For 14 years now, the two husband-and-wife teams of GG’s Bistro have managed to keep the life in the main level of this 540 South Coast Highway complex.

GG’s Bistro came about when two brothers, Bulent and Ragip Gundogar, decided it was time to get out of their successful fencing factory business in Turkey and do something else. In fact, not only were they ready to do something else, they were ready to move somewhere else, too.

In 2004, the brothers moved here with their wives (Hande with Bulent and Franziska with Ragip) to open a restaurant … a new enterprise for all four.

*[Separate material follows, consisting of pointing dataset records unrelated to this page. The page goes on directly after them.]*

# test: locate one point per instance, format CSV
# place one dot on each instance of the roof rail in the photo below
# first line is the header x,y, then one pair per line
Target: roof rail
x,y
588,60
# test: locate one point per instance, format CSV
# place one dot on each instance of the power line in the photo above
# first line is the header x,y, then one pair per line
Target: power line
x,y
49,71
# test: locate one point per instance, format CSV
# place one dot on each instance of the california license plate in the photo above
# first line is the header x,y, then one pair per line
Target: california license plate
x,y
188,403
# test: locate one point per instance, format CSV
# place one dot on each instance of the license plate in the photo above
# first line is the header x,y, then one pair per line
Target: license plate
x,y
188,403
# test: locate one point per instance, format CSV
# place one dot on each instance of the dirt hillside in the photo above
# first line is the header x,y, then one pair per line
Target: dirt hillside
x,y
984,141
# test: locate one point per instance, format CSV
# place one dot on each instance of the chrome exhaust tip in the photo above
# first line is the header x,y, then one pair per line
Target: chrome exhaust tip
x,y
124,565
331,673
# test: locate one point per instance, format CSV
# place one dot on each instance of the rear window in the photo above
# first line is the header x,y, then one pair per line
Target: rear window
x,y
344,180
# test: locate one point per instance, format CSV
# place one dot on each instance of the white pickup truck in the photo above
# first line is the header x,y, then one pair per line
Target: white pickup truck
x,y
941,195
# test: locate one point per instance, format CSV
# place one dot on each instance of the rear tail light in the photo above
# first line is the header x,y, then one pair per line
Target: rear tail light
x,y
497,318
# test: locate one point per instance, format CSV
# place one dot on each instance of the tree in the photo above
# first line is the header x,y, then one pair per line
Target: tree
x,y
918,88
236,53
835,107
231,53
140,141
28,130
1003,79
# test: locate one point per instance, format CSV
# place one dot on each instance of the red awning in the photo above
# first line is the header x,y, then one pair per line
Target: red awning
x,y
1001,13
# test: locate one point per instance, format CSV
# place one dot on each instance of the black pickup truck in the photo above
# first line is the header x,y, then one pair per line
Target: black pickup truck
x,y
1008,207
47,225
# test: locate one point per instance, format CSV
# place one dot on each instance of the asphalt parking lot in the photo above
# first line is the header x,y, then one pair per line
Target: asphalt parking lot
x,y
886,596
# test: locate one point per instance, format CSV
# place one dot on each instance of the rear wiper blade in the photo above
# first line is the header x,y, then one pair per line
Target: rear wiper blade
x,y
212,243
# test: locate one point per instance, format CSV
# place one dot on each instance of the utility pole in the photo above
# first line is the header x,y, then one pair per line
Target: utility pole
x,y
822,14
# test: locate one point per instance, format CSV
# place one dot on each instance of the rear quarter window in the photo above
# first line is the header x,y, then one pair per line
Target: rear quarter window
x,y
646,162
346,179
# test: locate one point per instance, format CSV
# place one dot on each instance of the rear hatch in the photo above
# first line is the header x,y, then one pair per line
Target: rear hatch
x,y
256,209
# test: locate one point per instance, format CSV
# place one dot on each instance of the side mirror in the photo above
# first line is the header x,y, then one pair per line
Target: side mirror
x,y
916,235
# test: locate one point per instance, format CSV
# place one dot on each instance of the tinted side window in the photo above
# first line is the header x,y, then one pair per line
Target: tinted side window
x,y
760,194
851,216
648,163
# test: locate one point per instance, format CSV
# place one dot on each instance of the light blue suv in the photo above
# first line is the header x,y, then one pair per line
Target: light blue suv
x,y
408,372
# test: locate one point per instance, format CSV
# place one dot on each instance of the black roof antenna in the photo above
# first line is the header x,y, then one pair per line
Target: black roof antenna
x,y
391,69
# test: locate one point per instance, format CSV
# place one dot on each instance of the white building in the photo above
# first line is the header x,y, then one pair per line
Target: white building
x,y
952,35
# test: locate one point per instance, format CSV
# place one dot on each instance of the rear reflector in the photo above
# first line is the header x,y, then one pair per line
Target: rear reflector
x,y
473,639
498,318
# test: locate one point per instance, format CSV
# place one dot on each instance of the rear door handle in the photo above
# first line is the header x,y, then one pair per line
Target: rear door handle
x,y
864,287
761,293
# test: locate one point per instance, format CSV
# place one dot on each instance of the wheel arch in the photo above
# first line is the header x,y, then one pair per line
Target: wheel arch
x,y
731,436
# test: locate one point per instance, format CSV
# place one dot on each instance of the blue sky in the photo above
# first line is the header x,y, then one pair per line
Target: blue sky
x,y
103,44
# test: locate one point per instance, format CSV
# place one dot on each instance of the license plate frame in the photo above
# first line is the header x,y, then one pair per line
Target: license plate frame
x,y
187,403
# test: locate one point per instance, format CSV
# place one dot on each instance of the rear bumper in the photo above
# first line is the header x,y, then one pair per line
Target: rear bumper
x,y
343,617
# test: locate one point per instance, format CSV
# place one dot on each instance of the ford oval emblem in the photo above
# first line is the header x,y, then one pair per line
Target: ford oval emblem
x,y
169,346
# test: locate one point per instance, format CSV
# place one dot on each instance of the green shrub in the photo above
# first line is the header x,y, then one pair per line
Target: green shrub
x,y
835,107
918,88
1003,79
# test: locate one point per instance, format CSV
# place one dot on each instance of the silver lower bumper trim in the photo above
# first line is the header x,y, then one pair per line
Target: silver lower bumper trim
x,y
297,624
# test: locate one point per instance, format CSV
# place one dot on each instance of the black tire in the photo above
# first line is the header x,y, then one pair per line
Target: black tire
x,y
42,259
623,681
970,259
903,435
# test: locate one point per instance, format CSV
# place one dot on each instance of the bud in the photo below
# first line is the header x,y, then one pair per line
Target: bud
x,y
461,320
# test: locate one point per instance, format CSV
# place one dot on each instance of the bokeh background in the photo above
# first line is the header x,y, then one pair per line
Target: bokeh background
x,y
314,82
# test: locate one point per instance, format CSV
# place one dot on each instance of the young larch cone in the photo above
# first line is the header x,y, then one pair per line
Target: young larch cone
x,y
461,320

While GG’s has become a locals’ favorite for lunch, happy hour (M-F) and dinner, I love GG’s for Sunday morning breakfast. It’s the only day they serve breakfast, and it feels like a special treat every time I wake up on Sunday morning with the prospect of GG’s in my mind. For me, it feels that I’ve nestled myself into a streetside café in Europe.

History  Behind Turkish Coffee …
This past Sunday, I joined my dear friend, Angelina Altishin, and a family friend, James, who was fresh in from Turkey and looking for a tech-related job. Quite by accident, I ordered the Turkish coffee, and I was in for an education from my Turkish friends!

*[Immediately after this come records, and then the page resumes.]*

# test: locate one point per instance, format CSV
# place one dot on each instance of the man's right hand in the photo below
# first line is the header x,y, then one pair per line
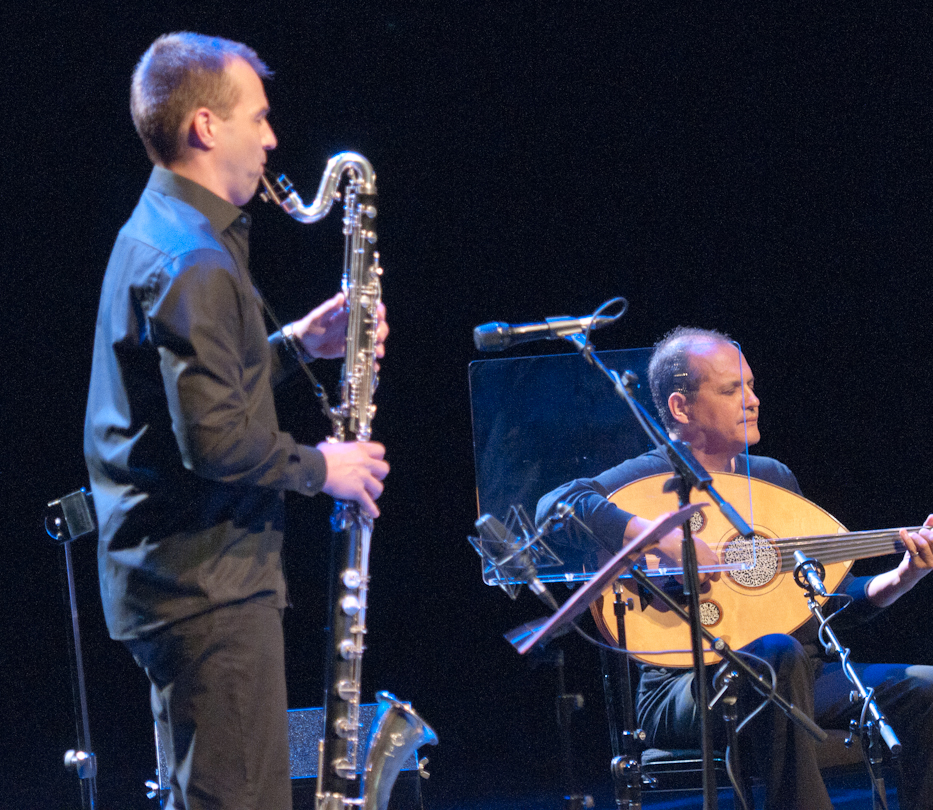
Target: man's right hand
x,y
670,548
355,471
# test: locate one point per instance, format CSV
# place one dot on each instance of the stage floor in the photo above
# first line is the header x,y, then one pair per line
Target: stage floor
x,y
850,792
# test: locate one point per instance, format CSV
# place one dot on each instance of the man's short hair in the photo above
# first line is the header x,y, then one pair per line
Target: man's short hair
x,y
178,74
670,369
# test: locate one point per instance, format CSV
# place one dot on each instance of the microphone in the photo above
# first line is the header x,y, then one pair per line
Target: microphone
x,y
495,336
517,560
809,569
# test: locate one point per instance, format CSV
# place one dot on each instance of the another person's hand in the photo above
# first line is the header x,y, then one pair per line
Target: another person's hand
x,y
355,472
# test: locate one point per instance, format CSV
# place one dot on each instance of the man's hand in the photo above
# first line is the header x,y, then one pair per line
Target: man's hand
x,y
670,548
323,331
884,589
355,471
919,546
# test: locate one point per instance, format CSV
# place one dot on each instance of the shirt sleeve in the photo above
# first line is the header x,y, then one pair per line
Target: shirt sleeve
x,y
589,499
216,368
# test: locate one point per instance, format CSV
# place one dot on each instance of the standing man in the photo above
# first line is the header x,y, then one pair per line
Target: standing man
x,y
187,462
704,391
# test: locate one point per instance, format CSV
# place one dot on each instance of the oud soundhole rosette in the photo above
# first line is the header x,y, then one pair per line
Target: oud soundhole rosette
x,y
756,561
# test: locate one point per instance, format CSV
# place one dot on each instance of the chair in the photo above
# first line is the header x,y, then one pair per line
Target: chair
x,y
681,770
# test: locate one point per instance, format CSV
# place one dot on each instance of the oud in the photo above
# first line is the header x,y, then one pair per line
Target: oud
x,y
758,594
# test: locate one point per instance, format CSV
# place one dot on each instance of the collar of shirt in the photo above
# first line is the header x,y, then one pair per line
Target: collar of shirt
x,y
220,213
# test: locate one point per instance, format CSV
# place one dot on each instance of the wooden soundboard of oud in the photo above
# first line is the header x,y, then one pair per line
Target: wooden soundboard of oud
x,y
769,601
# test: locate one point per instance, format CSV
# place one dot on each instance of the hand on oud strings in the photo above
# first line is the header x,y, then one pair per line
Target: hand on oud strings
x,y
919,545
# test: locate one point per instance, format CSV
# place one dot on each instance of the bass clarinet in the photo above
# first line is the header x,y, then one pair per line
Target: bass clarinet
x,y
397,731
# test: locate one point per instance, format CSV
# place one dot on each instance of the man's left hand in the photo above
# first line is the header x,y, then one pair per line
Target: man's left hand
x,y
323,331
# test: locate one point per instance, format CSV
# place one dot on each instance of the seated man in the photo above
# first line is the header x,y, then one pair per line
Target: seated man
x,y
707,399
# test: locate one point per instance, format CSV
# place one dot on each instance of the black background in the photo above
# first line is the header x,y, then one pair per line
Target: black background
x,y
766,169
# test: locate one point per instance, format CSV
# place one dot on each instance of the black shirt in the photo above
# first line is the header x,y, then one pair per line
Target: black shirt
x,y
187,463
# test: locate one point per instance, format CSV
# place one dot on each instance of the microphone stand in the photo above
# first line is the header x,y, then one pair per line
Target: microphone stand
x,y
72,517
808,574
688,474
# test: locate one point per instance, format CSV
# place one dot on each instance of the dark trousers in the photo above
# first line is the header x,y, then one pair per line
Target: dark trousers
x,y
218,697
776,749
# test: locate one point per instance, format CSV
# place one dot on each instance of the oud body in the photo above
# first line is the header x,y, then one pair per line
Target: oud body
x,y
759,596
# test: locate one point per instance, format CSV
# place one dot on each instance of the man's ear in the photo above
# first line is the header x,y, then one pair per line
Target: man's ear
x,y
202,130
677,405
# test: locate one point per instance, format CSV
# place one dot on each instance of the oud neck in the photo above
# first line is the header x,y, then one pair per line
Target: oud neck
x,y
835,548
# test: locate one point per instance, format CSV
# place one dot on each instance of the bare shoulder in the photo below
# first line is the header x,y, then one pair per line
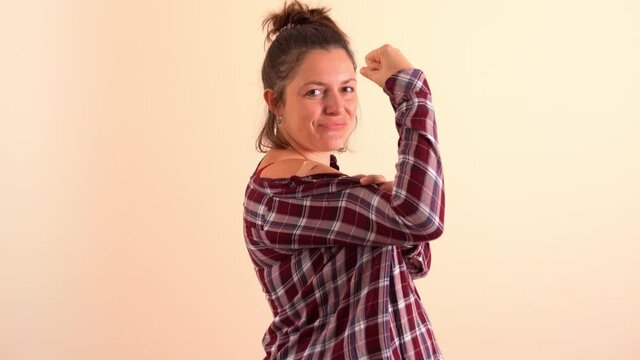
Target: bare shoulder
x,y
287,168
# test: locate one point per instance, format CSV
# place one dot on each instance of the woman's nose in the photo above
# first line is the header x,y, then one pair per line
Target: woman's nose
x,y
333,103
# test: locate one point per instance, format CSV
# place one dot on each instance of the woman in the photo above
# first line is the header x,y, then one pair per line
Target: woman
x,y
336,255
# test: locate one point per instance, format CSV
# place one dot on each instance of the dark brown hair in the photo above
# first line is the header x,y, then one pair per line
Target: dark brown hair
x,y
292,33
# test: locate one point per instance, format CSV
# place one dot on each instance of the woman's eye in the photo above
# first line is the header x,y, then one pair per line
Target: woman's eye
x,y
314,92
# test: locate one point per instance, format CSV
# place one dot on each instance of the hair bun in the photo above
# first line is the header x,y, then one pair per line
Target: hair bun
x,y
294,14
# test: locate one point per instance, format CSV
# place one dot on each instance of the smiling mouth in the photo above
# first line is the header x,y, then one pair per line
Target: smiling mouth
x,y
334,126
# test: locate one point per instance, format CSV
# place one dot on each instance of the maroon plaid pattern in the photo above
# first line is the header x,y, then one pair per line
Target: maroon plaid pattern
x,y
337,260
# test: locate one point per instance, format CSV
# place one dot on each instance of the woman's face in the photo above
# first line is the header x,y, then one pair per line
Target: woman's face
x,y
320,102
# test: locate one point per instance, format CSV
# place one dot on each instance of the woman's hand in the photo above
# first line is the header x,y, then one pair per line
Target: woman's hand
x,y
379,180
384,62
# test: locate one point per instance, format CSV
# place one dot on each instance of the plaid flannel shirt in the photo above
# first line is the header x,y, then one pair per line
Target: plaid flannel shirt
x,y
337,259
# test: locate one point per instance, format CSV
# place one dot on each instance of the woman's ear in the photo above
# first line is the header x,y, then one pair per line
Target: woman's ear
x,y
272,101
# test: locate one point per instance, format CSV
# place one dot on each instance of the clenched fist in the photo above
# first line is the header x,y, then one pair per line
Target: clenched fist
x,y
384,62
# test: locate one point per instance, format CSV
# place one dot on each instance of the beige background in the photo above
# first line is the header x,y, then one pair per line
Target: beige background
x,y
126,140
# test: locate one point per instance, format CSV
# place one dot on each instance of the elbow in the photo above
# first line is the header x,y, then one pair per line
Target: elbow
x,y
426,226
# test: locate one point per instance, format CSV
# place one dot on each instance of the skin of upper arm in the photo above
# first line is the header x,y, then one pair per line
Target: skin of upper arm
x,y
290,167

It arrived in a tiny silver “shot glass” with an equally tiny lid. This little bugger, though, packs quite wallop.

It arrived with quite a history, too.

Turkish coffee was first brought to Istanbul in the 16th century by Syrian traders. Initially, it was reserved for royalty with elaborate ceremony by as many as 40 royal coffee makers per sitting.

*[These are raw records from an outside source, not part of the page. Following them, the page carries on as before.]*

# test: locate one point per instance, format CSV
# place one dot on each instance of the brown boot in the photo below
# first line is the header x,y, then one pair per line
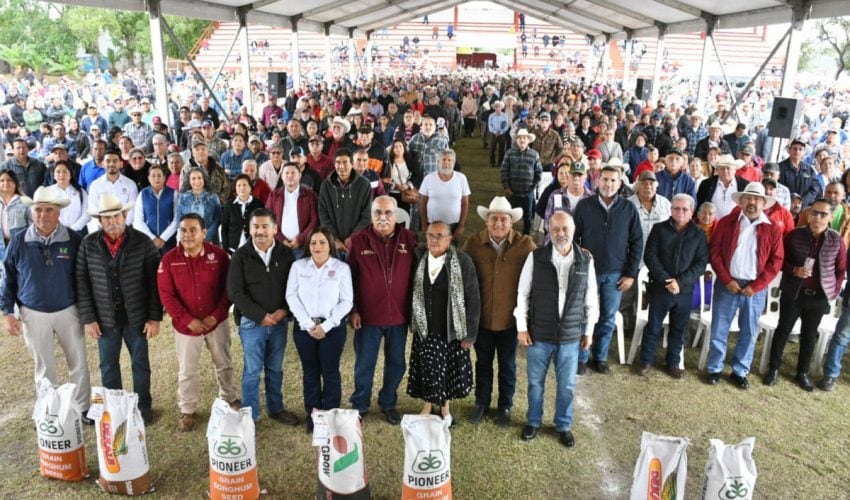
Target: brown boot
x,y
186,422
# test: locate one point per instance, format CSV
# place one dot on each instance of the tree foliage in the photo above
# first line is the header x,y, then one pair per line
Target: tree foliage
x,y
46,37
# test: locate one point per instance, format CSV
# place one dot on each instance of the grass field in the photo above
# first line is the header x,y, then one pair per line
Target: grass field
x,y
802,439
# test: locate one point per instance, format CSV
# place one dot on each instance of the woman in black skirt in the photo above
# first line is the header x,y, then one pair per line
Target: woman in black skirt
x,y
446,310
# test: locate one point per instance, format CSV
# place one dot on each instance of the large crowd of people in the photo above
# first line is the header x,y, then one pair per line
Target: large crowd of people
x,y
308,209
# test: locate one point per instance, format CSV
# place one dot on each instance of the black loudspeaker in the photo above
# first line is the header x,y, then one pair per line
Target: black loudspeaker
x,y
785,117
643,89
277,84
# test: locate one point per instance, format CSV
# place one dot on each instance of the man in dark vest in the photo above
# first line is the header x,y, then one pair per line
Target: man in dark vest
x,y
565,309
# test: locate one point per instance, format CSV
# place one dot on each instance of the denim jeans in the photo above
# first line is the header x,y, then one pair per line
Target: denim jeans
x,y
609,304
367,342
724,304
526,202
263,348
320,362
565,357
488,346
679,307
109,347
837,346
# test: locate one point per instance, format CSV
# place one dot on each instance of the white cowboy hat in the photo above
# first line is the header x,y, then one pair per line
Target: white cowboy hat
x,y
342,121
500,205
525,133
109,204
46,195
754,189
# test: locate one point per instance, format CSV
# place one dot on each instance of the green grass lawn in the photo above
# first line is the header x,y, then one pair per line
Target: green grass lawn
x,y
801,451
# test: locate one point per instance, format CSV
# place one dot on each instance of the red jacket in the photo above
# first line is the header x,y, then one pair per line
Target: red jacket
x,y
308,211
770,250
194,287
382,272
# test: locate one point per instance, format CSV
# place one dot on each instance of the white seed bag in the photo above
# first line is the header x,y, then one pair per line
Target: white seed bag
x,y
427,457
661,469
730,473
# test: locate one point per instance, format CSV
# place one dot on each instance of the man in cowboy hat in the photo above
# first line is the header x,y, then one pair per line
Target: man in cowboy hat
x,y
718,188
520,173
746,254
39,267
675,179
498,253
117,296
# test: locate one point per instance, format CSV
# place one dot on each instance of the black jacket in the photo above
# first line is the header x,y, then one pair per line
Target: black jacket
x,y
138,268
670,254
233,224
255,289
708,186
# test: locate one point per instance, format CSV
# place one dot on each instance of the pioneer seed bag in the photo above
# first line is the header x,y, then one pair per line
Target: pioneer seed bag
x,y
661,469
730,473
61,449
427,457
233,458
121,450
342,470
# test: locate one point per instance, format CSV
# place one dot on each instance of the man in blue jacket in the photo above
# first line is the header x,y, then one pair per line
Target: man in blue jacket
x,y
40,264
609,227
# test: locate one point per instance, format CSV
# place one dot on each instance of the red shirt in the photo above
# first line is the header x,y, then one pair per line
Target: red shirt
x,y
194,287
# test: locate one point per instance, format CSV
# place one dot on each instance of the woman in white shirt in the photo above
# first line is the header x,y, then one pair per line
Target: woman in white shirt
x,y
74,216
320,296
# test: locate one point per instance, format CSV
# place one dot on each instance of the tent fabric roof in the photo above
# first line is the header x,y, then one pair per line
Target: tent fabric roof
x,y
596,18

How the Rest of Us Watered it Down
In short order, the brewing of Turkish coffee became a test of suitability for prospective brides as they were judged on the quality of their brew. As time went on, it turns out women got the last word in, brewing sweet coffee to indicate they were happy with the choice of their prospective groom, or brewing the bitter coffee “as is” to indicate unhappiness, thus the origination of the saying, “leaving a bitter taste in one’s mouth.”

The rich brew (one cup of water, two full teaspoons of coffee boiled until it perfectly foams) eventually found its way to Austria and France, where it’s said milk and cream was first added to dilute its strength (café  latte or au lait).

In World War I, American soldiers were introduced to the bitter brew and, while they preferred it over their instant Folgers, they watered it down significantly, creating the first “Americano.”

A Fortune in the Coffee Grounds
When you’ve finished sipping Turkish coffee, you’re only halfway there. For centuries, many fortunes have been read from the muddy sediment left at the bottom of the cup.

Place the silver saucer atop the cup, swirl it three times clockwise at heart level, then place it on the table and carefully pick up the overturned cup. The sediment that streams onto the saucer is important as it represents a reading for your home and love life. The cup reading focuses on business, work, investments and any sort of evil eye coming to the surface.
Turkish cup fortune-telling always starts from the cup’s handle, moving from right to left if the person is right handed, and left to right if left handed. There are three types of reading (5-section, 4-section or 2-section), all dependent on how the reader has learned from his or her generations prior.

You can go online to find more than 30 of the most well-known Turkish coffee symbols or, wonder of all wonders, download the app while you sit (with a caffeine buzz) in this peaceful little patio of GG’s.